Note: delm_record_id and delm_score are metadata that are merged in after loading, so they're only available from extract(), not from get_extraction_results().
delm = DELM(
schema=schema,
use_disk_storage=True,
experiment_path="experiments/my_run"
)
# Run extraction
results_df = delm.extract("data.csv") # Returns all columns
# Later, reload just extraction data
extraction_only = delm.get_extraction_results() # Returns only DELM columns
Transforming Results with explode_json_results()¶
The explode_json_results() function converts nested JSON into flat, tabular format for analysis. How it works depends on your schema type.
Simple Schema¶
For simple schemas, each row represents one chunk with all extracted fields as columns.

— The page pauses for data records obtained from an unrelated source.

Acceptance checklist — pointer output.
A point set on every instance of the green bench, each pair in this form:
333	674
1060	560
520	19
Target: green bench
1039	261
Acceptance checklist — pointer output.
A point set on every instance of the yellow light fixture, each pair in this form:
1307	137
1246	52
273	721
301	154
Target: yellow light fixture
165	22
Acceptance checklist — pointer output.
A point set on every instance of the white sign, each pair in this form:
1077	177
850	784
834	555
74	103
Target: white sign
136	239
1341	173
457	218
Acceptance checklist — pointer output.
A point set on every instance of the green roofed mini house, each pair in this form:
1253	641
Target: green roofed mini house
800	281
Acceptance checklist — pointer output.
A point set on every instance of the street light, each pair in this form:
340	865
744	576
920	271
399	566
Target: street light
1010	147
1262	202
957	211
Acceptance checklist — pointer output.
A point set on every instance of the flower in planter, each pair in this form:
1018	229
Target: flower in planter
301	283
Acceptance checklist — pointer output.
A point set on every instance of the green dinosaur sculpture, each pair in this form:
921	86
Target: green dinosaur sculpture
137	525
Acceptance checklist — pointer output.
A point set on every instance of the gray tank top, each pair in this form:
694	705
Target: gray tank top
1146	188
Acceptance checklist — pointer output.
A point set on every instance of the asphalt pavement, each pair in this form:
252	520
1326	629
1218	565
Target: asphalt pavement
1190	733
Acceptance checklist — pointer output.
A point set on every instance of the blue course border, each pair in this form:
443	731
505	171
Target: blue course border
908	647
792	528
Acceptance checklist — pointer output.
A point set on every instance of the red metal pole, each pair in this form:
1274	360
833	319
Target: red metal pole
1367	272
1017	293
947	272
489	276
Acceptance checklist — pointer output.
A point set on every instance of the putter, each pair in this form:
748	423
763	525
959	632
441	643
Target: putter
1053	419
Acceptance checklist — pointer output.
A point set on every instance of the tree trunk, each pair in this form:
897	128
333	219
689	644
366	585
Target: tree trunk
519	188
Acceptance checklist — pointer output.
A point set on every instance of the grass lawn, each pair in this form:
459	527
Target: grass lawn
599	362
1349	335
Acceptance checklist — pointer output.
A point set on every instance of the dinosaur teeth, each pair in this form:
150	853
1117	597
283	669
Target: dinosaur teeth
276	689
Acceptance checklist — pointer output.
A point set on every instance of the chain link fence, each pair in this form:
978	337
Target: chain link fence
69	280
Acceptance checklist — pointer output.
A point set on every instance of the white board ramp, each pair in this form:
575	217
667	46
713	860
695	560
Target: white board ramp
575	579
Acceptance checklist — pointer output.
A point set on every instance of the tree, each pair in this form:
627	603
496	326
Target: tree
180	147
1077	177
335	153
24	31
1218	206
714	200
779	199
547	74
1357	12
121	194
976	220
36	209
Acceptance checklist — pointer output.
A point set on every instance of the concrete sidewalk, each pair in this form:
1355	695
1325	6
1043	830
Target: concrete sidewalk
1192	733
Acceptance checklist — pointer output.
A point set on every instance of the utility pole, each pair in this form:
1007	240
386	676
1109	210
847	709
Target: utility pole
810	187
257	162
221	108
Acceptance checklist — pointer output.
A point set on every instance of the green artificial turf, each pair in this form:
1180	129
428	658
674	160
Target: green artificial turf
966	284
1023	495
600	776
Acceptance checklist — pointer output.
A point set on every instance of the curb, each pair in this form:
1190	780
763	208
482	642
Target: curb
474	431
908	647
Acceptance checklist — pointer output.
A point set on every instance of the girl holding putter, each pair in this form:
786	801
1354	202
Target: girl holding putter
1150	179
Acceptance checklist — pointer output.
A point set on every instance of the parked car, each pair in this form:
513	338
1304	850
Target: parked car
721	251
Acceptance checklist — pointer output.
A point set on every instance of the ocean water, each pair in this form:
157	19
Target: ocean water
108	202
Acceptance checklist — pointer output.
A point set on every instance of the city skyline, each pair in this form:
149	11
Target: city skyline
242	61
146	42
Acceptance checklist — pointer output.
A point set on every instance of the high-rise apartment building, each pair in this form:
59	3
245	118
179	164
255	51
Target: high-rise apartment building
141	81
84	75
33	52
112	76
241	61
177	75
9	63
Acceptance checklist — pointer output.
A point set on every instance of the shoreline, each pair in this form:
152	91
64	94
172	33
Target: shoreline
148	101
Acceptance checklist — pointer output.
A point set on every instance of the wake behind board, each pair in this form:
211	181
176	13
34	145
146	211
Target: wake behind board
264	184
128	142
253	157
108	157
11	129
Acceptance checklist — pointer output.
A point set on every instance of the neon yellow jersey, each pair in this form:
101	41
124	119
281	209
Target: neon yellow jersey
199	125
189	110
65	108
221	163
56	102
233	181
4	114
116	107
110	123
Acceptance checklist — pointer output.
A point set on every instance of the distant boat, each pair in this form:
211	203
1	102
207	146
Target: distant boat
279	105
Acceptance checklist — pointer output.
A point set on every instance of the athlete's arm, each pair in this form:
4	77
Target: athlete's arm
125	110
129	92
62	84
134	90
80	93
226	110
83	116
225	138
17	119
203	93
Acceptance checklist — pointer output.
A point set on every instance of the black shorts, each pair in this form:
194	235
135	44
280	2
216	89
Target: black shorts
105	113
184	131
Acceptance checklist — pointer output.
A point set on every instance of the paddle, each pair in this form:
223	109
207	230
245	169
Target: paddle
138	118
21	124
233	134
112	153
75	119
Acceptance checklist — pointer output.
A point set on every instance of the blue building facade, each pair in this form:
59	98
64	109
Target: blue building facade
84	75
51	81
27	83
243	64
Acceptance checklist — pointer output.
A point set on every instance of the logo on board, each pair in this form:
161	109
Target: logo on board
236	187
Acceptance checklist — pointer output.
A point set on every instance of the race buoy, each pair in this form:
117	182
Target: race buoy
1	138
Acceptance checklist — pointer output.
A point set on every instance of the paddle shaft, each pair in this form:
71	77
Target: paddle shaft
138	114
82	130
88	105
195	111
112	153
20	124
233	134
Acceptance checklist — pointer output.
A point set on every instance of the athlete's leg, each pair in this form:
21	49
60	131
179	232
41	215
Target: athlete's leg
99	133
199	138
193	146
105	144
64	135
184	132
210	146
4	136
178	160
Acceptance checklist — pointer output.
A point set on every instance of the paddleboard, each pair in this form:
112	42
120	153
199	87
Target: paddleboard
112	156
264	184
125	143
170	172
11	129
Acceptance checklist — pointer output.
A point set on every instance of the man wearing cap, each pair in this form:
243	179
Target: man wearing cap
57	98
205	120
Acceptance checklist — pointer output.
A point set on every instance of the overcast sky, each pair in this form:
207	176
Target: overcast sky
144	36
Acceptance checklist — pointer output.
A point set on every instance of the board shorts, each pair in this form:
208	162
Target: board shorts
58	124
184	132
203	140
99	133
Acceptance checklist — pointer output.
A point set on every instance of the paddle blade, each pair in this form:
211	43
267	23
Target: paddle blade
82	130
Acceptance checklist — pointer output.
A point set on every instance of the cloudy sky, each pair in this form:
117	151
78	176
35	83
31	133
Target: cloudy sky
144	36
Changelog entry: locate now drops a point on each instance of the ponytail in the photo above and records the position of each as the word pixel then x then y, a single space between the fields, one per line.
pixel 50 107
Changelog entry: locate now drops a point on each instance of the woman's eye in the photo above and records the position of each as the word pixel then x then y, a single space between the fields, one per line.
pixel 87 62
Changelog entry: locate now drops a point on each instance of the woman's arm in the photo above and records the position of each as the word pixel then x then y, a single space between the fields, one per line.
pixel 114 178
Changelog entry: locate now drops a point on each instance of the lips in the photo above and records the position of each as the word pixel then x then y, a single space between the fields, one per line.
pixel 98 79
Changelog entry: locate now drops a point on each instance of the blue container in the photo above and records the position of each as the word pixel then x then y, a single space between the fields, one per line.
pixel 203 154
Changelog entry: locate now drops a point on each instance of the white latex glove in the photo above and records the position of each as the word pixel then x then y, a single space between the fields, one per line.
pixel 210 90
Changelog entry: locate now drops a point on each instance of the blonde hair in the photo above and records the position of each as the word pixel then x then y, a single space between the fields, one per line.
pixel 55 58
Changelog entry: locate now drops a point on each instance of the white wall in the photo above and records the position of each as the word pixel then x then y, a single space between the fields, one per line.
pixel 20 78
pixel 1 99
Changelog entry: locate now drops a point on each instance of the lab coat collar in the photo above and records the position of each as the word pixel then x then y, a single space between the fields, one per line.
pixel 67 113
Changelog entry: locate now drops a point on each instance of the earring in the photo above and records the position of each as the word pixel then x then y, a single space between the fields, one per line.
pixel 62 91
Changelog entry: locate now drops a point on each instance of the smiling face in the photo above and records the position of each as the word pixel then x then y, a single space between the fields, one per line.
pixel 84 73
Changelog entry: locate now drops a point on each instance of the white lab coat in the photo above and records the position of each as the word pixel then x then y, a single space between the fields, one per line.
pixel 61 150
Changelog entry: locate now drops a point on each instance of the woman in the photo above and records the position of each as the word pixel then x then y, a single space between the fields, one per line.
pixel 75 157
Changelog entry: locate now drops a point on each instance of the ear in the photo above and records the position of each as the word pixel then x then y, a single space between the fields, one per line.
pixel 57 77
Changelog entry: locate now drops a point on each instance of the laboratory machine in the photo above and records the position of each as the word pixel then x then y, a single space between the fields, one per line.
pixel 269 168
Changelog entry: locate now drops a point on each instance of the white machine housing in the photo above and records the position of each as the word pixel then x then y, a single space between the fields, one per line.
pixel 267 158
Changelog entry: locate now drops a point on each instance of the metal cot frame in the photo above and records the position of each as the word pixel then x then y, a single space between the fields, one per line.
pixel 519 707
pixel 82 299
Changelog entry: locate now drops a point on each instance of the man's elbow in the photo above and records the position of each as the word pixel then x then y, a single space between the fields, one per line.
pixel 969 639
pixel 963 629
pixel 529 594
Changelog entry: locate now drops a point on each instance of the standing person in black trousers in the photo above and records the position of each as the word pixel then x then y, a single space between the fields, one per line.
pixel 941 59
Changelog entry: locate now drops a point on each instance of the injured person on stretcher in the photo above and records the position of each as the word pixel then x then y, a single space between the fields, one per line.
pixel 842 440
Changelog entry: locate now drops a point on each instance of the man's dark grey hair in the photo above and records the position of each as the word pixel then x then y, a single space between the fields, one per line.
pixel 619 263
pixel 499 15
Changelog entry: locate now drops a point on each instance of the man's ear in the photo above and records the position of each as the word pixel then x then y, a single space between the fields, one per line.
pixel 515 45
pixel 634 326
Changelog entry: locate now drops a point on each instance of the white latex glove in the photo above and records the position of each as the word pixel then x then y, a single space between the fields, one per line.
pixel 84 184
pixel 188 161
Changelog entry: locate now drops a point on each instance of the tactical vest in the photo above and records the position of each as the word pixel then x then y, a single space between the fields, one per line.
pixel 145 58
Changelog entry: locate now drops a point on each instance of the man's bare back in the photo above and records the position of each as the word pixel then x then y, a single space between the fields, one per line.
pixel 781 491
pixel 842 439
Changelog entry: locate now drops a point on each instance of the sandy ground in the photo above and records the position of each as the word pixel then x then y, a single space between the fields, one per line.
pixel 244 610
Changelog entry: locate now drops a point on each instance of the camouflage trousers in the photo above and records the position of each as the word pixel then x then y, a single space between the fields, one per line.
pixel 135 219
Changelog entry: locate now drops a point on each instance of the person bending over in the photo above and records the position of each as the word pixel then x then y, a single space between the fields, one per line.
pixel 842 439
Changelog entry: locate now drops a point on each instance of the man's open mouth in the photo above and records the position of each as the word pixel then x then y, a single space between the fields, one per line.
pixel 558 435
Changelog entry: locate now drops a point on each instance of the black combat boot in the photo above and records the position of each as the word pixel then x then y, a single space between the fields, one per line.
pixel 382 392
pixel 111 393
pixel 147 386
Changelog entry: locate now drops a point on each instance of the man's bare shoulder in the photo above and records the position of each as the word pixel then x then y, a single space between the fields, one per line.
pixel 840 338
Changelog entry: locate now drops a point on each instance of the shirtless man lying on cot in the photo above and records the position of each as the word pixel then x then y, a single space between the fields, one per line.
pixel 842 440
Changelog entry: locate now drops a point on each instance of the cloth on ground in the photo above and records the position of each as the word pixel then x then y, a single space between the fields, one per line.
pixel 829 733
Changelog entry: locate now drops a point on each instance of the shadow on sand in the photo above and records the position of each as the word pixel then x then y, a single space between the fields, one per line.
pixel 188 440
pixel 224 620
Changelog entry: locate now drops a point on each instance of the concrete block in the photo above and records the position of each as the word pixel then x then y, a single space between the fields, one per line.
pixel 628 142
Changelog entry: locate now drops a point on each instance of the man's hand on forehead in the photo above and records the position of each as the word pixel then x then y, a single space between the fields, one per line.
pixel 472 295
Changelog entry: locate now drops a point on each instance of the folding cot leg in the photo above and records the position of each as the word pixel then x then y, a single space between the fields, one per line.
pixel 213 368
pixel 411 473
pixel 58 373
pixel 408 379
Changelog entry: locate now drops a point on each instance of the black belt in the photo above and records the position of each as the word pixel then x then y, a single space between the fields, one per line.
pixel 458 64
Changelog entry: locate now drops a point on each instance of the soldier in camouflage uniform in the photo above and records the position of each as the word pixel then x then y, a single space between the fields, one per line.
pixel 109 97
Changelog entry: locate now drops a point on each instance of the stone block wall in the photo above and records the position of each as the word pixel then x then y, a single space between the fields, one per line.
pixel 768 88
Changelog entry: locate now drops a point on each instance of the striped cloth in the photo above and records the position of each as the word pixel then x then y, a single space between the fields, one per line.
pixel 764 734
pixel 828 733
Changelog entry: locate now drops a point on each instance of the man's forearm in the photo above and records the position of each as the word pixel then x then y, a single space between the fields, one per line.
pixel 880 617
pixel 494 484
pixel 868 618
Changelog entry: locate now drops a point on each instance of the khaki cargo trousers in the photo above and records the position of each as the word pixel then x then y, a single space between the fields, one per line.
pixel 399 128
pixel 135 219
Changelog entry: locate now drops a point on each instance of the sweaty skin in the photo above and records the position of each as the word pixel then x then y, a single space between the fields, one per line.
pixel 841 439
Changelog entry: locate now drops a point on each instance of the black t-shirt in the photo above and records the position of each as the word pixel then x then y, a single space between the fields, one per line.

from delm import DELM, Schema, ExtractionVariable
from delm.utils.post_processing import explode_json_results
# Define simple schema
schema = Schema.simple([
ExtractionVariable(name="company", data_type="string"),
ExtractionVariable(name="price", data_type="number"),
ExtractionVariable(name="currency", data_type="string")
])
delm = DELM(schema=schema, provider="openai", model="gpt-4o-mini")
results = delm.extract("data.csv")
# Explode JSON
exploded = explode_json_results(results, schema)
Input JSON (in delm_extracted_data_json):
{"company": "Apple", "price": 150, "currency": "USD"}
Output Table:
| delm_chunk_id | company | price | currency |
|---|---|---|---|
| 0 | Apple | 150 | USD |
| 1 | 2800 | USD |
Nested Schema¶
For nested schemas, each item in the list becomes its own row. Multiple items from the same chunk will create multiple rows.
schema = Schema.nested(
container_name="commodities",
variables_list=[
ExtractionVariable(name="commodity", data_type="string"),
ExtractionVariable(name="price", data_type="number"),
ExtractionVariable(name="unit", data_type="string")
]
)
delm = DELM(schema=schema, provider="openai", model="gpt-4o-mini")
results = delm.extract("data.csv")
# Explode JSON
exploded = explode_json_results(results, schema)
Input JSON (in delm_extracted_data_json):
{
"commodities": [
{"commodity": "oil", "price": 75, "unit": "barrel"},
{"commodity": "gold", "price": 1950, "unit": "ounce"}
]
}
Output Table:
| delm_chunk_id | commodity | price | unit |
|---|---|---|---|
| 0 | oil | 75 | barrel |
| 0 | gold | 1950 | ounce |
| 1 | silver | 24 | ounce |
Note: Both "oil" and "gold" have the same delm_chunk_id (0) because they came from the same chunk.
Multiple Schema¶
For multiple schemas, each sub-schema is exploded separately, and a schema_name column identifies which schema each row belongs to.
schema = Schema.multiple({
"commodities": Schema.nested(
container_name="items",
variables_list=[
ExtractionVariable(name="name", data_type="string"),
ExtractionVariable(name="price", data_type="number")
]
),
"companies": Schema.nested(
container_name="items",
variables_list=[
ExtractionVariable(name="name", data_type="string"),
ExtractionVariable(name="sector", data_type="string")
]
)
})
delm = DELM(schema=schema, provider="openai", model="gpt-4o-mini")
results = delm.extract("data.csv")
# Explode JSON
exploded = explode_json_results(results, schema)
Input JSON (in delm_extracted_data_json):
{
"commodities": [{"name": "oil", "price": 75}],
"companies": [{"name": "Exxon", "sector": "energy"}]
}
Output Table:
| delm_chunk_id | schema_name | name | price | sector |
|---|---|---|---|---|
| 0 | commodities | oil | 75 | None |
| 0 | companies | Exxon | None | energy |
| 1 | commodities | gold | 1950 | None |
| 1 | companies | Shell | None | energy |
Note: Fields that don't exist in a schema are filled with None (e.g., "sector" is None for commodities rows).